Random Thoughts After Watching A Documentary

I was watching an interesting documentary given to me via Netflix.  It is a 4 DVD series called "400 Nations", and it chronicles the Native American plight in North America and the Caribbean Islands. Now, I'm a big follower of history.  I believe in knowing my history and understanding history as a whole.  As a person with a Native American Heritage, and as an inhabitant of this land as well as a citizen of this country, its always very interesting to see how people lived, what they believed, and ultimately, what happened to them. 

Without spending too much time on it, I do believe that the plight of Native Americans over the centuries has indeed been extrememly sad.  I think the plight presents a strong testament of the human spirit in the midst of the tribulation of losing their sense of self: their beliefs, their home, their culture and language.  Unfortunately, it also presents a unbelievably striking testament of how we, as humans can treat each other. 

I am multi-cultural.  At the end of the day, when you break it down to the human element, that means nothing.  In the end, we're all human and capable of the same thoughts, feelings, and actions.  However, I do believe that culture is something that is to be shared and something we can benefit from as people.  And I point to the mistreatment of Native Americans, and the mistreatment of all peoples as a fundamental issue of control and power that we all, on some scale and degree, suffer from.  

We all, from time to time, neglect the fundamentals that make us all, as humans the same.  That can easily be forgiven.  That, in itself is a part of those basic human fundamentals (isn't that funny).  The problem comes when that neglect becomes institutional, sponsored, and supported by an overall ideaology, religion, government, or power of any kind.  Histories greatest autrocities occur when these factors fuse and merge. 

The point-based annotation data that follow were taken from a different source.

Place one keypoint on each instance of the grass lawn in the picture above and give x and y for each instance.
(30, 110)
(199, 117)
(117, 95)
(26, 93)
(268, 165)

Unfortunately, many of us will unleash hate if and when we feel like we can.  That, unfortunately, history has proven.  I hope that in years to come the younger generations learn and hold on to the things that make us common as humans and use the things that make us different as cultural human beings for the purposes of sharing and learning, not for suppression.  I do have hope, to a degree.  While young people definately seem to be on some new stuff, at the same time that means they are far more accepting so many things that even the generation directly before them were not.